Bisher haben es in Deutschland tatsächlich nur wenige Frauen an die Spitze großer Unternehmen geschafft. Seit 2016 gilt für die Aufsichtsräte von rund 100 börsennotierten deutschen Unternehmen eine Frauenquote von 30 Prozent. Diese Quote haben inzwischen auch fast alle betroffenen Unternehmen in ihren Kontrollgremien umgesetzt. Anders sieht es jedoch in den Vorständen der Unternehmen aus, wo die meisten unternehmensrelevanten Entscheidungen getroffen werden. Hier sind Frauen noch immer stark unterrepräsentiert.
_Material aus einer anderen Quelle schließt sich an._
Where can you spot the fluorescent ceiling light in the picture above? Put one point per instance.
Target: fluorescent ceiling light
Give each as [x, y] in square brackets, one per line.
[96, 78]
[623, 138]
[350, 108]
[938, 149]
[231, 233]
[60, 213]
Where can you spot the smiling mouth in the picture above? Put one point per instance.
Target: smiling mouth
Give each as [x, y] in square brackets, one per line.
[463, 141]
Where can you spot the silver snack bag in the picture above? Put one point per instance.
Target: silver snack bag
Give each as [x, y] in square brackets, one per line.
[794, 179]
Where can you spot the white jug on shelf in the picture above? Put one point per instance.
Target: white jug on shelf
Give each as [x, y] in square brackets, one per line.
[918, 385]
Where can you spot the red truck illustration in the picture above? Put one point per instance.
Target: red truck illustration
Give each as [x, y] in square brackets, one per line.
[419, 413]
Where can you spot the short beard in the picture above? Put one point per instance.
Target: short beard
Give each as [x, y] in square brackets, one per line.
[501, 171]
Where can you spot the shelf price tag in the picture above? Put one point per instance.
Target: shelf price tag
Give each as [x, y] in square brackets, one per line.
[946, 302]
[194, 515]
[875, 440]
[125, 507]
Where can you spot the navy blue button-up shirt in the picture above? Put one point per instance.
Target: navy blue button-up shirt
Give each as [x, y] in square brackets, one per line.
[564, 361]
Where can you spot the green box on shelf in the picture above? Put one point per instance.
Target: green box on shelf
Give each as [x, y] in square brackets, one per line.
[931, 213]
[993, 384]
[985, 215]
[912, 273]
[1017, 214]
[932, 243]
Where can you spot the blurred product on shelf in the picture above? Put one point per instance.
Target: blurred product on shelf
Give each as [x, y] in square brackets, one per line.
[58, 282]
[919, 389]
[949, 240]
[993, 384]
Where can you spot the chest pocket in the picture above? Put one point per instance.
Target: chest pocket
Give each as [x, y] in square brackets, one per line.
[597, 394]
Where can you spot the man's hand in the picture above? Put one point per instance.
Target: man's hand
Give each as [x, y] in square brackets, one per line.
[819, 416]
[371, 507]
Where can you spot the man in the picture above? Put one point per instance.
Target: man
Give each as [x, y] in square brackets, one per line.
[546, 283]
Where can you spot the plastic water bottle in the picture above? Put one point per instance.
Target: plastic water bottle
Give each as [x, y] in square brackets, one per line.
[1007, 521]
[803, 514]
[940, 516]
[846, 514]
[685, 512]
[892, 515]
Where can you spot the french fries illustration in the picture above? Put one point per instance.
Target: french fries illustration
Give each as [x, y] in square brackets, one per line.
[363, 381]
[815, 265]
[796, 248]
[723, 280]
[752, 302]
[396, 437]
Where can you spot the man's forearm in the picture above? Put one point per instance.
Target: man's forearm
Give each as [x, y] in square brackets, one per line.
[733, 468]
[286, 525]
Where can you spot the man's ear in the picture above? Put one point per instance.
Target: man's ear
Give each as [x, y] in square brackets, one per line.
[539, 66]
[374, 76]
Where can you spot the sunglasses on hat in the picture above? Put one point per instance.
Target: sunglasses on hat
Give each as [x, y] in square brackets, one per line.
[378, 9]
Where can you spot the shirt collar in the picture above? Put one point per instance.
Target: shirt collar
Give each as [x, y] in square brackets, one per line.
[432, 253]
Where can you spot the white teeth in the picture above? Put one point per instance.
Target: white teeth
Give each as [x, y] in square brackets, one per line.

Dies lässt sich auch bei den drei Dax-notierten Unternehmen aus der Region beobachten: Bei SAP zählt der neunköpfige Firmenvorstand zwei weibliche Mitglieder. Ähnlich bei BASF, wo neben sieben Männern eine Frau im Vorstand sitzt. Und unter den sieben Vorstandsmitgliedern von HeidelbergCement ist gar keine Frau vertreten.
"Im Topmanagement müssen vor allem die Unternehmen umdenken und ihre Strukturen hinterfragen", sagt Wirtschaftswissenschaftlerin Katharina Wrohlich. Sie sieht aber auch die Politik in der Pflicht, bessere Anreize zu schaffen, die Frauen mit Kindern das Arbeiten erleichtern. "Das wären zum Beispiel bessere Betreuungsangebote oder eine Reform des Ehegattensplittings."